Leonard trained many of Britain's leading hairdressers, including; Daniel Galvin, John Frieda, and Nicky Clarke. "He was a genius; his work was ahead of its time. To this day, many of London’s top stylists owe a debt of gratitude we can never fully repay," Nicky Clarke was quoted as saying. Michael Gordon, founder of Bumble & Bumble, remembers him from 1969: "In his heyday Leonard was very handsome, stylish and cool. His House of Leonard was a perfect tribute to his style. It was a salon like no other in London and Leonard Lewis quietly reigned". "Hairdressers are still either ex-Leonard or ex-Sassoon’s," Nicky Clarke was quoted as saying. Leonard and Vidal would remain friends, with Vidal once saying, "Without the working ability of Leonard, I might not have reached where I did".

Leonard's career in film started with Hammer Film Productions, as he often styled Michael Carreras and other members of the Carreras family's hair. His first film with director Stanley Kubrick was in 1968 with 2001: A Space Odyssey.

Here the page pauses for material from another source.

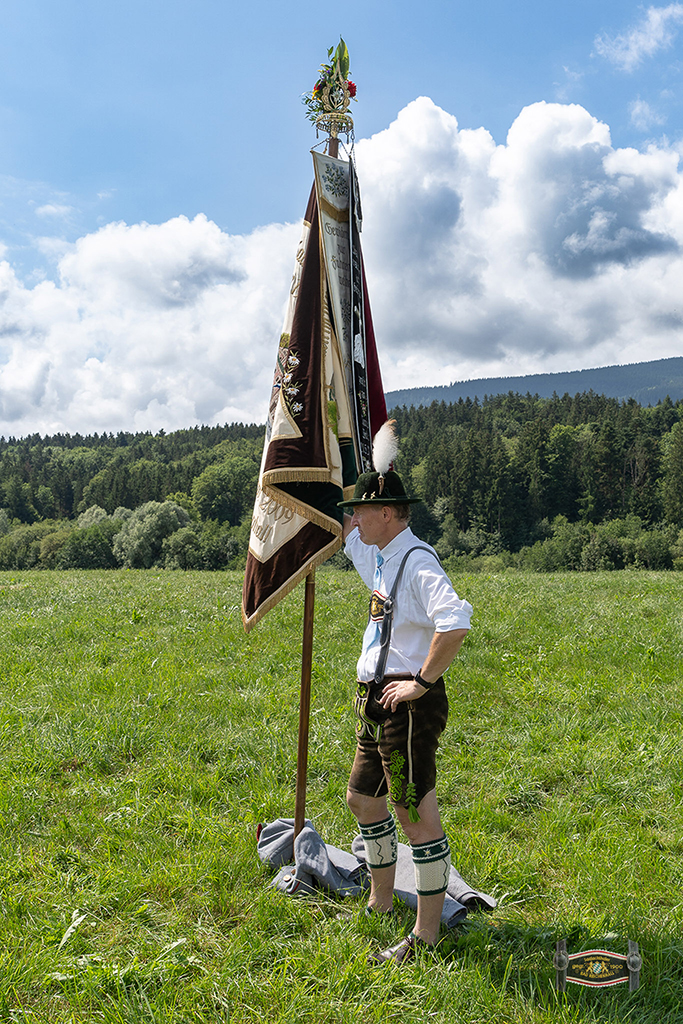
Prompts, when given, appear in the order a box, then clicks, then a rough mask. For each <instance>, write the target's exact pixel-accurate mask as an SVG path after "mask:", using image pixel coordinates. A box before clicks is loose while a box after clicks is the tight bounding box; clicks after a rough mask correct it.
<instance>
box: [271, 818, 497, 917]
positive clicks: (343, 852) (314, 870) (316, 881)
mask: <svg viewBox="0 0 683 1024" xmlns="http://www.w3.org/2000/svg"><path fill="white" fill-rule="evenodd" d="M257 848H258V855H259V857H260V858H261V860H262V861H263V863H265V864H269V865H270V866H271V867H276V868H280V870H279V872H278V874H276V876H275V878H274V879H273V881H272V882H271V883H270V884H271V885H272V886H274V887H275V888H276V889H281V890H282V891H283V892H286V893H289V894H290V895H291V896H294V895H302V894H304V893H311V892H314V891H315V890H316V889H318V890H319V889H324V890H326V891H328V892H334V893H338V894H339V895H340V896H360V895H361V893H362V892H364V891H365V890H367V889H368V888H369V886H370V882H369V872H368V868H367V867H366V862H365V861H366V854H365V847H364V843H362V838H361V837H360V836H356V837H355V839H354V840H353V844H352V846H351V851H352V852H351V853H347V852H346V851H345V850H339V849H338V848H337V847H335V846H328V845H327V844H326V843H325V842H324V841H323V839H322V838H321V836H319V835H318V833H317V831H316V830H315V827H314V825H313V823H312V821H309V820H308V819H306V821H305V823H304V826H303V828H302V829H301V831H300V833H299V835H298V836H297V838H296V841H295V840H294V819H293V818H278V819H276V820H275V821H272V822H270V824H267V825H264V826H263V828H262V829H261V831H260V834H259V838H258V843H257ZM292 859H294V863H291V861H292ZM394 892H395V894H396V896H397V897H398V899H400V900H401V901H402V902H403V903H405V904H407V905H408V906H410V907H413V909H417V905H418V894H417V891H416V888H415V870H414V867H413V854H412V852H411V848H410V846H405V844H403V843H399V844H398V860H397V863H396V881H395V883H394ZM496 905H497V903H496V900H495V899H494V897H493V896H488V895H486V893H480V892H478V891H477V890H476V889H472V887H471V886H469V885H468V884H467V883H466V882H465V880H464V879H463V878H462V876H461V874H460V873H459V872H458V871H457V870H456V869H455V867H452V868H451V879H450V882H449V888H447V890H446V896H445V899H444V901H443V911H442V913H441V922H442V924H443V925H445V926H446V928H453V927H454V925H457V924H458V923H459V922H461V921H463V920H464V919H465V918H466V916H467V912H468V910H473V909H477V908H478V909H482V910H493V909H494V907H495V906H496Z"/></svg>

For A Clockwork Orange, Kubrick wanted actual hair cuts rather than wigs and "forerunners to the punk Mohawk hairstyle, with the sides of the head shaved and the middle part spiked up and brightly coloured." Leonard worked on Barry Lyndon and then followed with The Shining. Barry Lyndon was highly stylised and required hundreds of intricate wigs. Starring Marisa Berenson and Ryan O'Neal, rumours circulated that each wig had its own first-class seat on the plane from London to Dublin. He also worked on Kubrick's film Full Metal Jacket.

He was hair and wig adviser on Doctor Zhivago, Flash Gordon and Ragtime. Among the other films Leonard worked are The Boy Friend (1971) starring Twiggy and directed by Ken Russell; Murder on the Orient Express (directed by Sidney Lumet, 1974) as well as The Bounty with Roger Donaldson in 1984.

Leonard was a judge for two Miss World pageants.

== Personal life ==

Lewis married model Ricci Wade. They had a son. In 1980, he married Petra Arzberger, a German heiress. They later divorced. He died on 30 November 2016.

== Books ==

Leonard of Mayfair by Leonard Lewis, written with Andrew Crofts, was published by Hutchison in 2000.